CLI path flags in this tutorial are resource-specific and kebab-cased, for example --trigger-id and --project-id.


Step 1 — Log in as admin

Admin is the built-in superuser role. See IAM — Authentication for details on JWT tokens and the admin role.

soat login-user --username admin --password Admin1234!

The CLI prints a token. Save it to your profile:

soat configure
# Token: <paste token here>

Step 2 — Create a project

Triggers, orchestrations, and firings all live inside a Project.

PROJECT_ID=$(soat create-project --name "Triggers Tutorial" | jq -r '.id')
echo "Project: $PROJECT_ID"

Step 3 — Create an orchestration to activate

The trigger's target can be an orchestration, agent, or tool. Here we use a minimal Orchestration — a single transform node — so it runs synchronously without needing an AI provider.

ORCH_ID=$(soat create-orchestration \
--project-id "$PROJECT_ID" \
--name "daily-cycle" \
--nodes '[{"id":"seed","type":"transform","expression":{"var":"cycle"},"output_mapping":{"result":"state.cycle"}}]' \
--edges '[]' | jq -r '.id')
echo "Orchestration: $ORCH_ID"

Step 4 — Create a manual trigger

A manual Trigger is fired on demand. input is the trigger's static input, shallow-merged under each firing's runtime input. Creating a trigger requires the target-start permission (orchestrations:StartRun here) — see Triggers — Run-as Identity.

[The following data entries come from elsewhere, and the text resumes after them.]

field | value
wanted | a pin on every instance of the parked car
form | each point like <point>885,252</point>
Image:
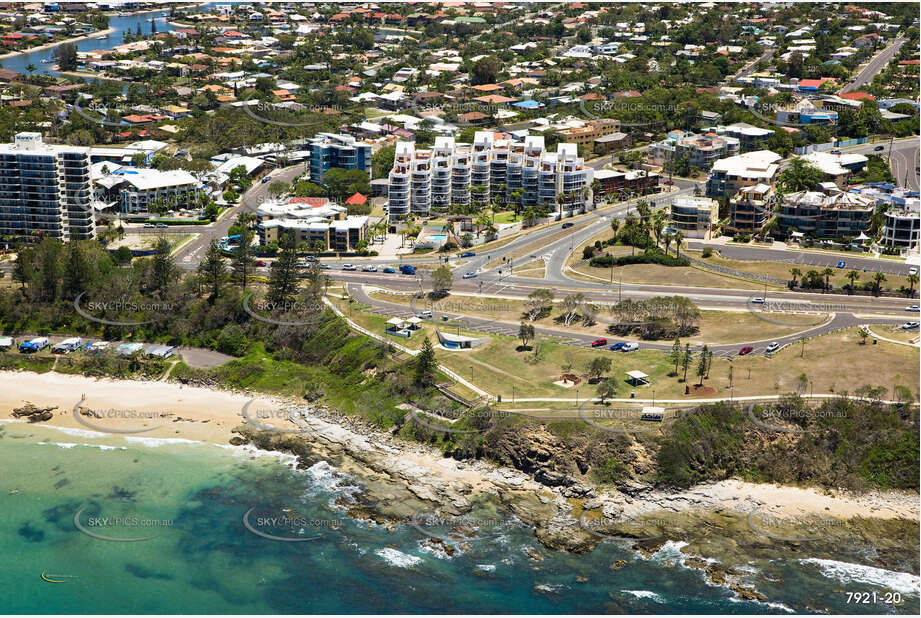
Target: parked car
<point>34,345</point>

TRIGGER_ID=$(soat create-trigger \
--project-id "$PROJECT_ID" \
--name "run-daily-cycle" \
--type manual \
--target-type orchestration \
--target-id "$ORCH_ID" \
--input '{"cycle":"daily"}' | jq -r '.id')
echo "Trigger: $TRIGGER_ID"

Step 5 — Fire the trigger and inspect the firing

Firing a manual trigger runs the target synchronously and returns a terminal firing record. The fire-time input is merged over the trigger's static input. Each firing is retained for auditing.

FIRING_ID=$(soat fire-trigger --trigger-id "$TRIGGER_ID" \
--input '{"cycle":"2025-01-01"}' | jq -r '.id')
echo "Firing: $FIRING_ID"

# Inspect the terminal firing record (status is succeeded/failed).
soat get-trigger-firing --firing-id "$FIRING_ID"

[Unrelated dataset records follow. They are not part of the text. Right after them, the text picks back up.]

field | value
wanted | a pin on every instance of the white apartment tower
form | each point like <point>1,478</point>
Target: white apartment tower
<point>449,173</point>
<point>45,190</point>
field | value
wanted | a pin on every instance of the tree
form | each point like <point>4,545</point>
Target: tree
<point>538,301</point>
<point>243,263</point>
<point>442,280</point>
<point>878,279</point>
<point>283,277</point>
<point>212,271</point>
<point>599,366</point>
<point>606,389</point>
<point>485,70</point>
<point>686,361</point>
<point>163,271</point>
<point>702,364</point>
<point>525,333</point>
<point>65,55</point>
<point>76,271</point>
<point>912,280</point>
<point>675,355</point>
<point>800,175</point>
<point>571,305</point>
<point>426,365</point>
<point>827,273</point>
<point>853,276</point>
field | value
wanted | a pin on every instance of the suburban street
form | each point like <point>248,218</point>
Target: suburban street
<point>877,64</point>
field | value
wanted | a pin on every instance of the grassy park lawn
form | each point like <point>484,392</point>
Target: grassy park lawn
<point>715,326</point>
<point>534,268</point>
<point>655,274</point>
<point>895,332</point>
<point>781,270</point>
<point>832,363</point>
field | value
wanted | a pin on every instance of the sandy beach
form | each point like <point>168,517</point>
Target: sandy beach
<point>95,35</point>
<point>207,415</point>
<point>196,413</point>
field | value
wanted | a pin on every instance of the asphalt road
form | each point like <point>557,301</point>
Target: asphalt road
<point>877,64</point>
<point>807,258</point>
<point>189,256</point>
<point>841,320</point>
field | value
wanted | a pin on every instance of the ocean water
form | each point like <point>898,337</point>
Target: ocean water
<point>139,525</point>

# List all firings for this trigger.
soat list-trigger-firings --trigger-id "$TRIGGER_ID"

Step 6 — Schedule the same flow with cron

A schedule trigger fires on a cron cadence instead of on demand. The cron field is a strict 5-field UTC expression; the server computes next_fire_at and a background poller fires due triggers exactly once, coalescing missed occurrences. See Triggers — Schedules and Misfire Coalescing.

SCHEDULE_ID=$(soat create-trigger \
--project-id "$PROJECT_ID" \
--name "daily-cycle-8am" \
--type schedule \
--target-type orchestration \
--target-id "$ORCH_ID" \
--cron "0 8 * * *" \
--input '{"cycle":"scheduled"}' | jq -r '.id')

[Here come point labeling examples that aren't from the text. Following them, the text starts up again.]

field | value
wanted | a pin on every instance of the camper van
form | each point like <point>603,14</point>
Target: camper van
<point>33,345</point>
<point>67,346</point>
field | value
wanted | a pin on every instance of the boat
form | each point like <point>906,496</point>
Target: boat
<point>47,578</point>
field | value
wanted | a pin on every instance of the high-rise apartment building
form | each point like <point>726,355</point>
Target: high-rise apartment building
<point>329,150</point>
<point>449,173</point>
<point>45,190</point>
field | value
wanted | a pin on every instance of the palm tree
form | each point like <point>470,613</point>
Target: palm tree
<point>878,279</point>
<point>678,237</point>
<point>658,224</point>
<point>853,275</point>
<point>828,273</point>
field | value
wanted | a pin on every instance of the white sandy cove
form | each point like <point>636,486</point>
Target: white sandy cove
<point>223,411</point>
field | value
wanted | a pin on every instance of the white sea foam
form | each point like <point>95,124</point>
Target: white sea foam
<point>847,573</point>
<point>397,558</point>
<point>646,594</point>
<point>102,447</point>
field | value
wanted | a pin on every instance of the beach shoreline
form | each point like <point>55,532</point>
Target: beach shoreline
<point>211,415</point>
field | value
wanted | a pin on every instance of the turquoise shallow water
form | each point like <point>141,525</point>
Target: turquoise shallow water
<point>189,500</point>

# next_fire_at is server-computed in UTC.
soat get-trigger --trigger-id "$SCHEDULE_ID"

The scheduler fires this trigger automatically; you do not fire it yourself.


Step 7 — Trigger from an inbound webhook

A webhook trigger is fired by an external system POSTing to a public inbound endpoint. Creating one returns a signing secret (also retrievable with get-trigger-secret and replaceable with rotate-trigger-secret). See Triggers — Inbound Webhook Endpoint. This is the inbound counterpart to outbound Webhooks.

WEBHOOK_TRIGGER_ID=$(soat create-trigger \
--project-id "$PROJECT_ID" \
--name "cycle-on-webhook" \
--type webhook \
--target-type orchestration \
--target-id "$ORCH_ID" | jq -r '.id')

# Retrieve the current signing secret (webhook triggers only).
soat get-trigger-secret --trigger-id "$WEBHOOK_TRIGGER_ID"

# Rotate it when it may have leaked.
soat rotate-trigger-secret --trigger-id "$WEBHOOK_TRIGGER_ID"

The inbound POST /hooks/triggers/{trigger_id} call is made by the external system, not the SOAT CLI — it carries no bearer token and is authenticated solely by the X-Soat-Signature HMAC header over the raw request body.


Recap

You bound one orchestration to three different starters:

  • a manual trigger you fired on demand and audited via its firing record;
  • a schedule trigger the built-in poller fires on a cron cadence;
  • a webhook trigger an external system fires with an HMAC-signed inbound request.

The same pattern works with target_type: agent and target_type: tool. To ship a trigger alongside the resource it activates as a single deployable stack, declare it as a trigger resource in a Formation template — see Triggers — Formation Support.